- Born: 2 July 1873
- Died: 29 December 1948 (aged 75) Bath, Somerset
- Allegiance: United Kingdom
- Branch: British Army
- Service years: 1893–1920
- Rank: Brigadier-General
- Unit: Prince of Wales's Leinster Regiment (Royal Canadians)
- Commands: 61st Infantry Brigade
- Conflicts: First World War
- Awards: Companion of the Order of St Michael and St George

= James Kilvington Cochrane =

British Army general (1873–1948)

Brigadier-General James Kilvington Cochrane, (2 July 1873 – 29 December 1948) was a senior British Army officer during the First World War.

==Biography==
Born in 1873, James Kilvington Cochrane was educated at Bedford School and at the Royal Military College, Sandhurst.
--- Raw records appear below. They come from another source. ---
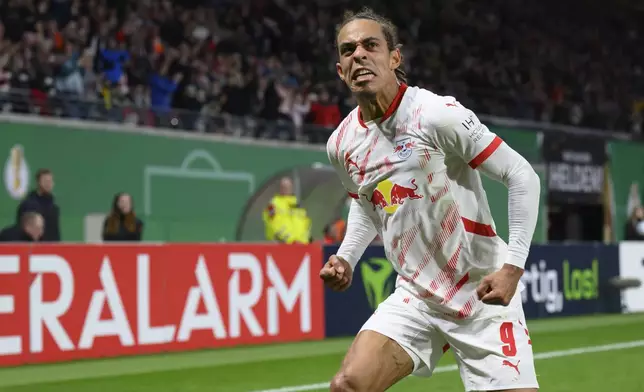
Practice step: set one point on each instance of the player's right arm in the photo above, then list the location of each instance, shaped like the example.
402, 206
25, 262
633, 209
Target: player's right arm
338, 271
He received his first commission as a second lieutenant in the Prince of Wales's Leinster Regiment (Royal Canadians) in 1893, and was promoted to lieutenant on 6 October 1894, and to captain on 5 July 1899. He was seconded to the Northern Nigeria Regiment in the West African Frontier Force, and served during the expedition against the Bida and Kontagora Emirate in 1901. The following year he was appointed resident at Gujba, when a British garrison was established in Lower Borno. He served during the First World War, between 1914 and 1918, commanding the 61st Infantry Brigade.

Brigadier General Cochrane was invested as a Companion of the Order of St Michael and St George in 1919. He retired from the British Army in 1920 and died in Bath, Somerset, on 29 December 1948, aged 75.